Before he could answer, Rafe had to clear away the lump that’d settled in his throat. “Affirmative. Are we secure yet?”

“Only the area immediately surrounding the hacienda. Colonel Shaw’s arranging transport for Anna, but you’re looking at two hours, maybe three. I’ll give you a rendezvous point and time when I have it. Hold your positions until further orders.”

“Copy.” Rafe clicked off the audio portion of his communicator. Two hours, maybe three. He could have waited weeks now that he knew Anna was all right.

“How did you find out I was here?” she asked, lifting her head from his shoulder.

“The Alpha Team’s doing some jungle maneuvers so I’ve been keeping track of you since you arrived in Bogotá on assignment three days ago.”

Anna gave him a considering look. “And with all the jungles in South America, you just happened to choose the remote village of Monte de Leon for those maneuvers?”

Rafe decided it was best to avoid answering that truthfully. “In a way.”

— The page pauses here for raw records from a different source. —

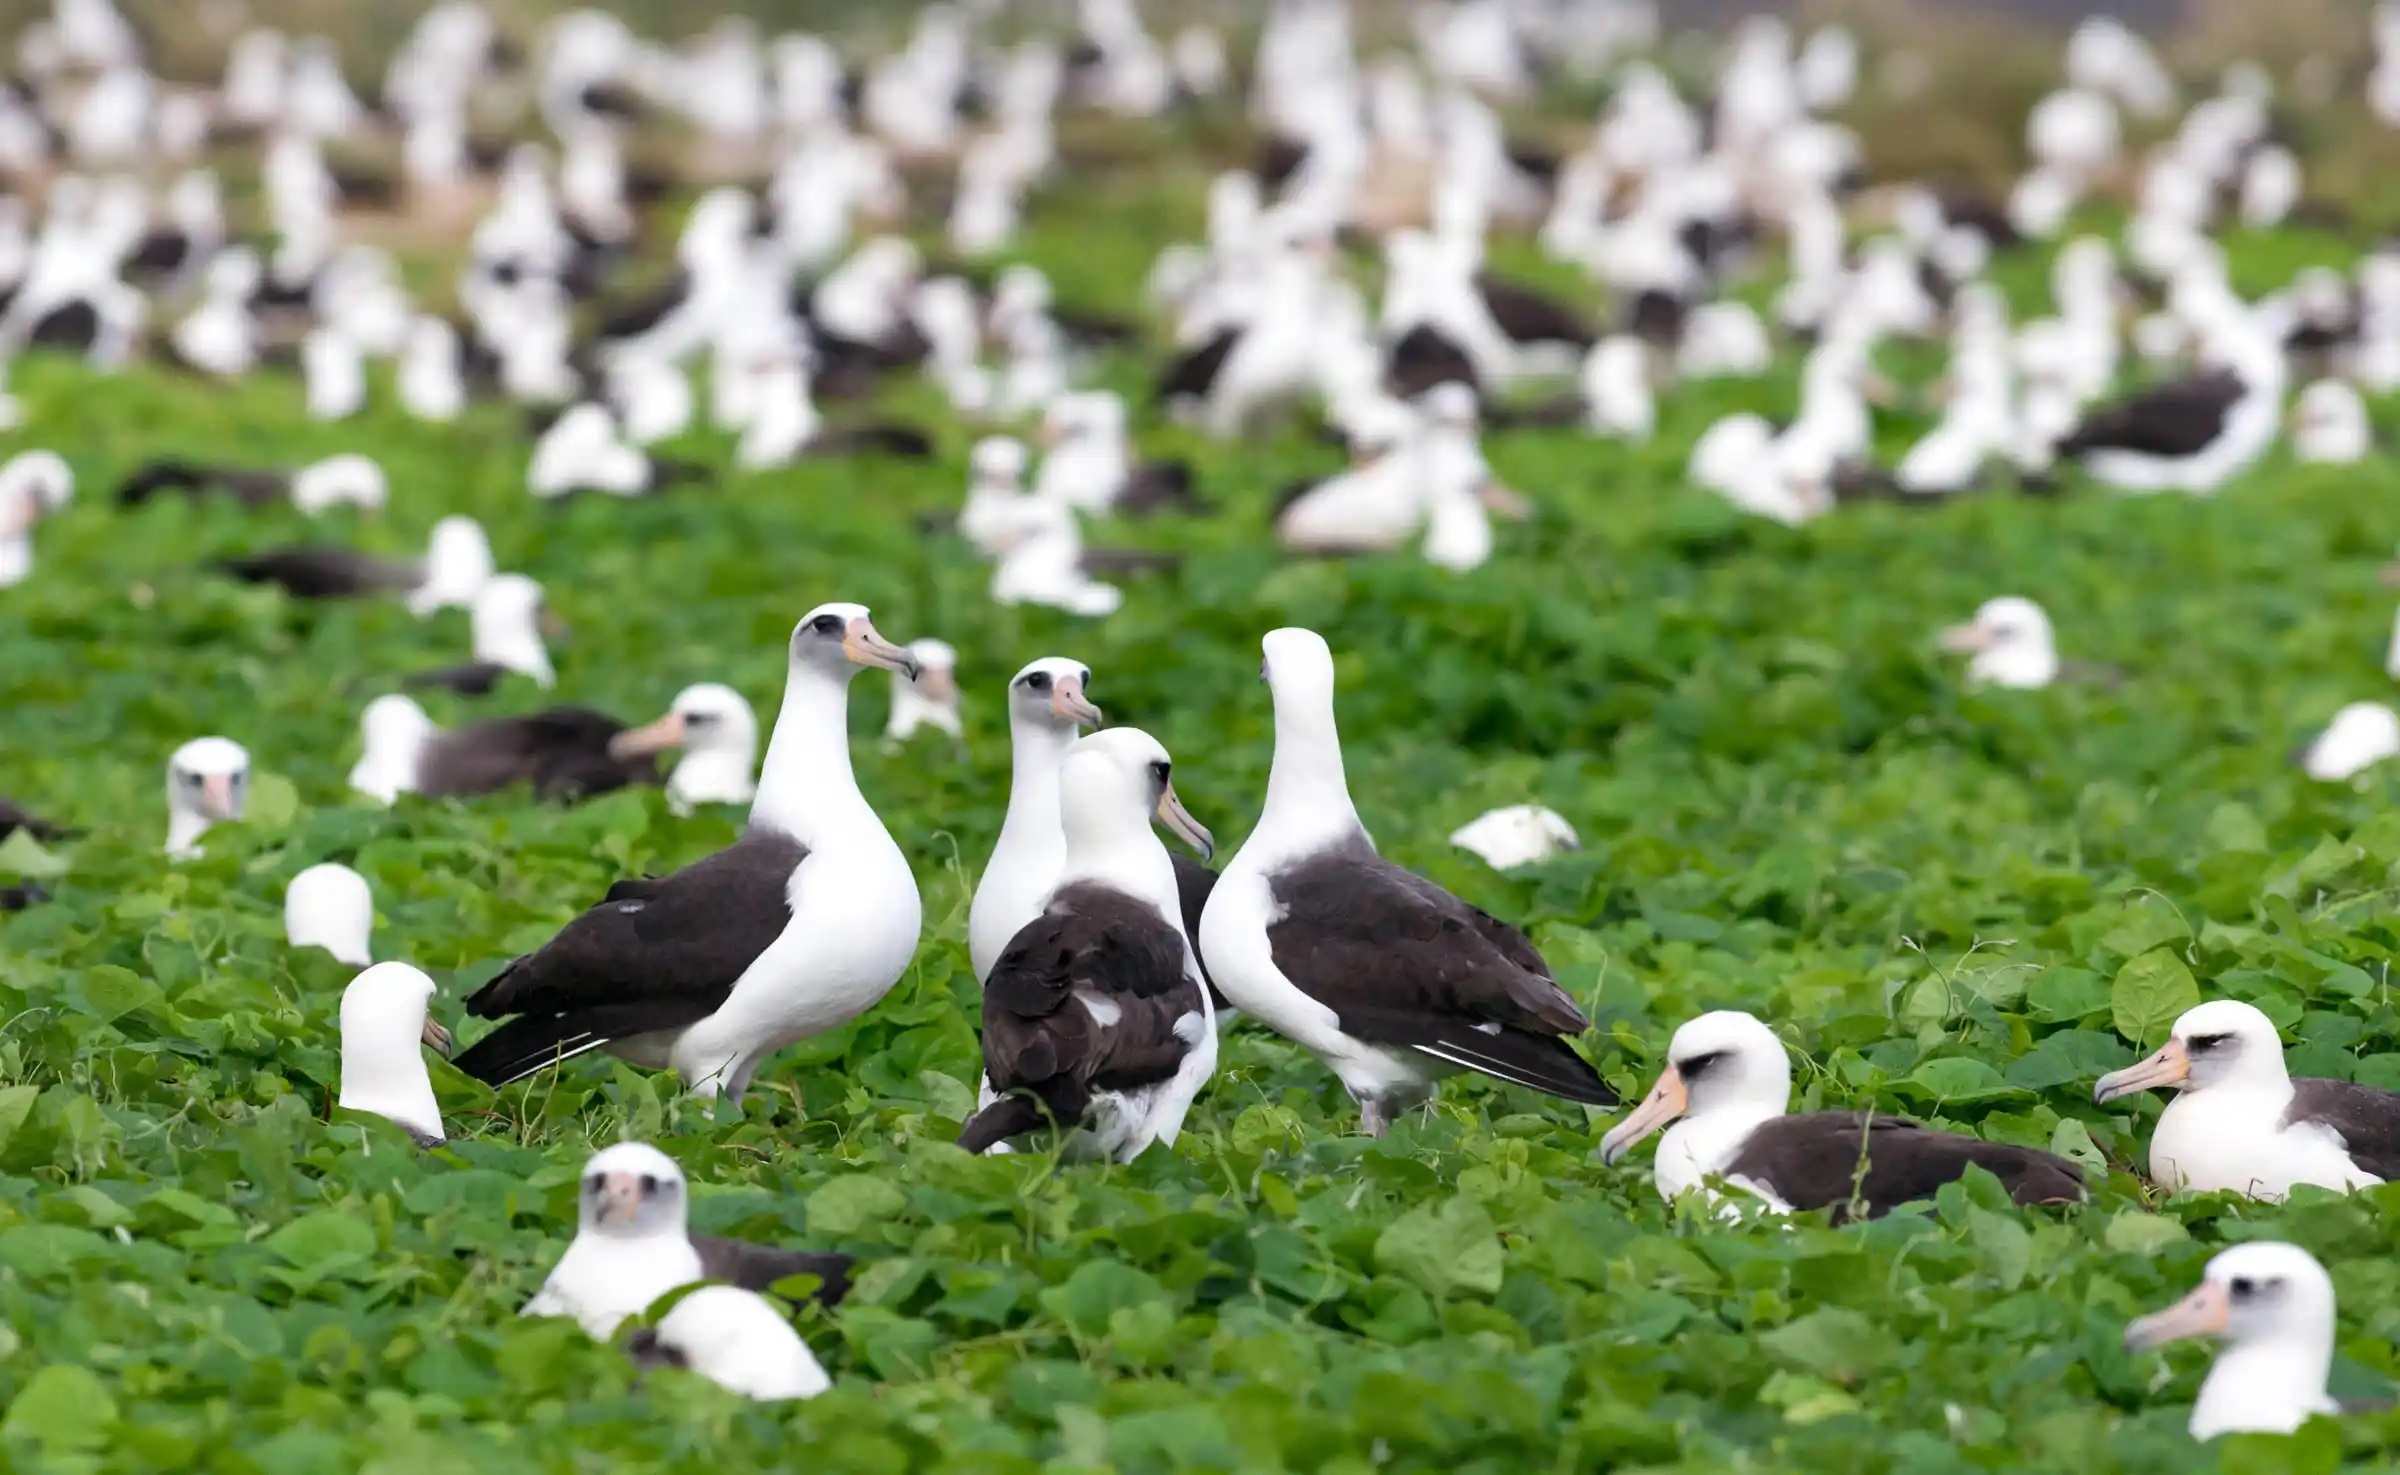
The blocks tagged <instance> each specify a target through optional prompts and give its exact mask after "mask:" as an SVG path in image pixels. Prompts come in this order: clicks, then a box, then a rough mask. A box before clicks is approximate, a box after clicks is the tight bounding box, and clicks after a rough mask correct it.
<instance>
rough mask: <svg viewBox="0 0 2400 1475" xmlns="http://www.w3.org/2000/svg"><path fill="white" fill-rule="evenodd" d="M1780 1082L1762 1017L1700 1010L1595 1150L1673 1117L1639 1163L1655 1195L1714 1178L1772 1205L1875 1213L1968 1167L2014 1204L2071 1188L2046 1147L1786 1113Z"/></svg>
mask: <svg viewBox="0 0 2400 1475" xmlns="http://www.w3.org/2000/svg"><path fill="white" fill-rule="evenodd" d="M1790 1094H1793V1062H1790V1055H1788V1053H1786V1050H1783V1041H1778V1038H1776V1034H1774V1031H1771V1029H1766V1024H1762V1022H1759V1019H1757V1017H1752V1015H1745V1012H1740V1010H1718V1012H1714V1015H1702V1017H1697V1019H1692V1022H1687V1024H1685V1027H1682V1029H1678V1031H1675V1038H1673V1041H1668V1048H1666V1070H1661V1072H1658V1084H1656V1086H1651V1094H1649V1096H1644V1098H1642V1106H1637V1108H1634V1113H1632V1115H1630V1118H1625V1120H1622V1122H1618V1125H1615V1127H1610V1130H1608V1134H1606V1137H1601V1161H1608V1163H1615V1161H1618V1158H1622V1156H1625V1154H1627V1151H1630V1149H1632V1146H1634V1144H1637V1142H1642V1139H1644V1137H1649V1134H1651V1132H1656V1130H1658V1127H1666V1125H1668V1122H1673V1127H1668V1134H1666V1139H1663V1142H1661V1144H1658V1163H1656V1168H1654V1170H1651V1175H1654V1178H1656V1182H1658V1197H1661V1199H1670V1202H1673V1199H1678V1197H1682V1194H1687V1192H1692V1190H1702V1192H1706V1185H1709V1180H1711V1178H1721V1180H1726V1182H1728V1185H1730V1187H1738V1190H1745V1192H1752V1194H1757V1197H1759V1199H1764V1202H1766V1204H1769V1206H1771V1209H1774V1211H1776V1214H1793V1211H1807V1209H1831V1211H1834V1218H1850V1216H1858V1218H1879V1216H1884V1214H1891V1211H1894V1209H1898V1206H1901V1204H1913V1202H1918V1199H1930V1197H1932V1194H1934V1190H1939V1187H1942V1185H1944V1182H1951V1180H1956V1178H1958V1175H1961V1173H1966V1170H1968V1168H1982V1170H1987V1173H1990V1175H1992V1178H1999V1182H2002V1187H2006V1190H2009V1197H2011V1199H2016V1202H2018V1204H2064V1202H2074V1199H2081V1197H2083V1178H2081V1173H2076V1166H2074V1163H2069V1161H2066V1158H2059V1156H2052V1154H2047V1151H2035V1149H2030V1146H2011V1144H2006V1142H1985V1139H1980V1137H1963V1134H1958V1132H1937V1130H1932V1127H1925V1125H1922V1122H1910V1120H1906V1118H1879V1115H1872V1113H1853V1110H1807V1113H1800V1115H1788V1113H1790Z"/></svg>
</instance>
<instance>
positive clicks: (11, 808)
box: [0, 799, 82, 844]
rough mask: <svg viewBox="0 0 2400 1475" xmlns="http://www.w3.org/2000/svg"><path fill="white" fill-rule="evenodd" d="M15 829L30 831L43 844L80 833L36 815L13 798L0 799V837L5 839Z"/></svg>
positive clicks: (0, 837) (81, 830) (64, 826)
mask: <svg viewBox="0 0 2400 1475" xmlns="http://www.w3.org/2000/svg"><path fill="white" fill-rule="evenodd" d="M17 830H26V832H31V835H34V839H41V842H43V844H48V842H53V839H72V837H77V835H82V830H67V827H65V825H53V823H50V820H46V818H41V815H36V813H34V811H29V808H24V806H22V803H17V801H14V799H0V839H7V837H10V835H14V832H17Z"/></svg>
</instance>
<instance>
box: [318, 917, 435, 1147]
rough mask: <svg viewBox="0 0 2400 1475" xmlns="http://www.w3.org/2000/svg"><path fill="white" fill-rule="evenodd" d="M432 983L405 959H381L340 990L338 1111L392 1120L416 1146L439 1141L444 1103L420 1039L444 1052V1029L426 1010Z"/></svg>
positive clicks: (431, 982) (391, 1121)
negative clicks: (352, 1112) (342, 990)
mask: <svg viewBox="0 0 2400 1475" xmlns="http://www.w3.org/2000/svg"><path fill="white" fill-rule="evenodd" d="M432 995H434V981H432V979H427V976H425V974H422V971H418V969H413V967H408V964H406V962H379V964H374V967H370V969H367V971H365V974H360V976H355V979H350V986H348V988H343V991H341V1096H338V1098H336V1101H334V1103H336V1106H341V1108H343V1110H365V1113H372V1115H379V1118H384V1120H389V1122H398V1125H401V1130H406V1132H408V1134H410V1137H415V1139H418V1146H442V1139H444V1137H446V1132H444V1127H442V1106H439V1103H437V1101H434V1079H432V1074H430V1072H427V1070H425V1055H422V1053H420V1050H418V1046H420V1043H425V1046H432V1048H434V1050H439V1053H444V1055H449V1048H451V1038H449V1029H442V1024H437V1022H434V1019H432V1017H430V1015H427V1012H425V1000H430V998H432Z"/></svg>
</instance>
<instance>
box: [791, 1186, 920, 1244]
mask: <svg viewBox="0 0 2400 1475" xmlns="http://www.w3.org/2000/svg"><path fill="white" fill-rule="evenodd" d="M905 1209H907V1194H902V1192H900V1190H898V1187H895V1185H890V1182H886V1180H883V1178H876V1175H871V1173H852V1175H847V1178H835V1180H833V1182H828V1185H823V1187H818V1190H816V1192H814V1194H809V1233H811V1235H857V1233H862V1230H866V1228H869V1226H876V1223H886V1221H890V1218H898V1216H900V1211H905Z"/></svg>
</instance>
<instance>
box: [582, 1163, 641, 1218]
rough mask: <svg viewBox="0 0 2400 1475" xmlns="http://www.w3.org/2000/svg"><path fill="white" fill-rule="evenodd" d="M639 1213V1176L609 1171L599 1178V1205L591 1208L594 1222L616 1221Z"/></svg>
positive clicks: (625, 1173) (631, 1216) (637, 1215)
mask: <svg viewBox="0 0 2400 1475" xmlns="http://www.w3.org/2000/svg"><path fill="white" fill-rule="evenodd" d="M638 1214H641V1178H636V1175H634V1173H610V1175H607V1178H602V1180H600V1206H598V1209H593V1221H595V1223H617V1221H619V1218H636V1216H638Z"/></svg>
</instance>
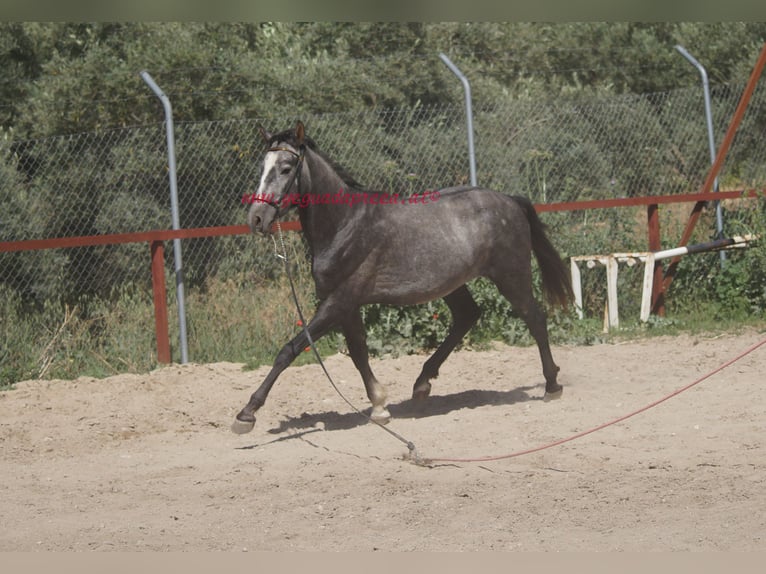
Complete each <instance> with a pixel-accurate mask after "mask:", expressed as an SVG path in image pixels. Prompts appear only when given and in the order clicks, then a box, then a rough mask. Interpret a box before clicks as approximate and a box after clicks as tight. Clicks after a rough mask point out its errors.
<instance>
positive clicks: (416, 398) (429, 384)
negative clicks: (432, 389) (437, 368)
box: [412, 383, 431, 402]
mask: <svg viewBox="0 0 766 574" xmlns="http://www.w3.org/2000/svg"><path fill="white" fill-rule="evenodd" d="M430 394H431V383H421V384H419V385H415V388H414V389H412V400H413V401H417V402H423V401H425V400H426V399H427V398H428V397H429V395H430Z"/></svg>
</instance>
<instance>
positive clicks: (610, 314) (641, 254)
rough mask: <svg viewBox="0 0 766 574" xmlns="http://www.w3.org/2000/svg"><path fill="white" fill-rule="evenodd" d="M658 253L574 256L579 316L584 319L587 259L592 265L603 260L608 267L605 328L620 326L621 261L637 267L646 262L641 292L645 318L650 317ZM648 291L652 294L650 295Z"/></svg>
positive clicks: (574, 274)
mask: <svg viewBox="0 0 766 574" xmlns="http://www.w3.org/2000/svg"><path fill="white" fill-rule="evenodd" d="M654 261H655V256H654V253H651V252H633V253H610V254H608V255H579V256H576V257H572V258H571V273H572V291H573V292H574V297H575V309H576V310H577V316H578V317H579V318H580V319H582V318H583V312H582V282H581V280H580V267H579V265H578V264H579V263H581V262H585V264H586V267H588V269H593V268H594V267H595V266H596V265H598V264H601V265H603V266H604V267H606V312H605V316H604V331H605V332H606V331H609V329H612V328H614V329H617V328H618V327H619V326H620V313H619V308H618V303H617V275H618V273H619V270H620V267H619V264H620V263H625V264H627V265H628V267H633V266H634V265H635V264H636V263H643V264H644V281H643V288H642V296H641V320H642V321H646V320H647V319H649V313H650V311H651V308H650V306H651V299H652V281H653V277H654ZM647 292H648V296H647Z"/></svg>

A troubled sigh left her mouth, but she didn’t ask for an explanation. Which was a good thing. He couldn’t tell her about the classified mission that involved the Alpha Team, or the fact that he’d made sure he was close by in case something went wrong.

Rafe led her down the narrow steps and into the heart of the cellar. It was clammy, and the only light came from a bread-loaf size ventilation window at the back. He moved them as far away from that as he could, and with her snuggled in his arms, he sank onto a crumpled blanket in the corner.

“Soon we’ll both be on our way back to Texas. Promise. Everything will be all right,” he assured her.

Rafe leaned in and brushed his mouth over hers. It might have been just a brief kiss if she hadn’t made a sound of relief, and pleasure. A throaty, feminine sound that sent a trickle of fire through his blood.